I'm trying to get an intuitive understanding of different types of convergence for random variables. Say we have random variables $X_1, X_2, \ldots$ and $X$ with respecive distribution functions $F_1, F_2, \ldots$ and $F$
Convergence in distribution is easy enough, it just means $$ F_n(x) \to F(x) $$ for every $x$ at which $F$ is continuous, and we write $X_n \overset{d}{\to} X$.

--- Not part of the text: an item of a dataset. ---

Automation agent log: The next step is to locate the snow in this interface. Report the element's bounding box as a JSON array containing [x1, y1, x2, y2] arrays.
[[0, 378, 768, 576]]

What I would like is a qualitatively similar statement for convergence in probability. It is defined as $$ \lim_{n \to \infty }\mathbb{P}\big(\lvert X_n - X \rvert > \varepsilon\big) = 0 $$ for all $\varepsilon > 0$. We can rewrite the probability in terms of the distribution function of $\lvert X_n - X \rvert$ as
\begin{align*} \mathbb{P}(\lvert X_n - X \rvert > \varepsilon) &= 1 - \mathbb{P}(\lvert X_n - X \rvert \leq \varepsilon) \\ &= 1 - \hat F_n(\varepsilon), \end{align*} so that we have $$ \lim_{n \to \infty} \hat F_n(\varepsilon) = 1, $$ where $\hat F_n$ is the distribution function of $\lvert X_n - X \rvert$, implying that $\hat F_n$ converges pointwise to the constant function $1$.
Is my reasoning correct here? It feels a little fishy because the constant function is not a cdf, but I guess a sequence of cdfs can converge to something that is not necessarily a cdf? Any insight into this would be appreciated.
$\hat F_n(\varepsilon) \to 1$ for $\epsilon >0$ but $\hat F_n(x) \to 0$ for $x <0$. $\lim_n \hat F_n$ is a step function: It is the distrbution function of the constant random variable $0$.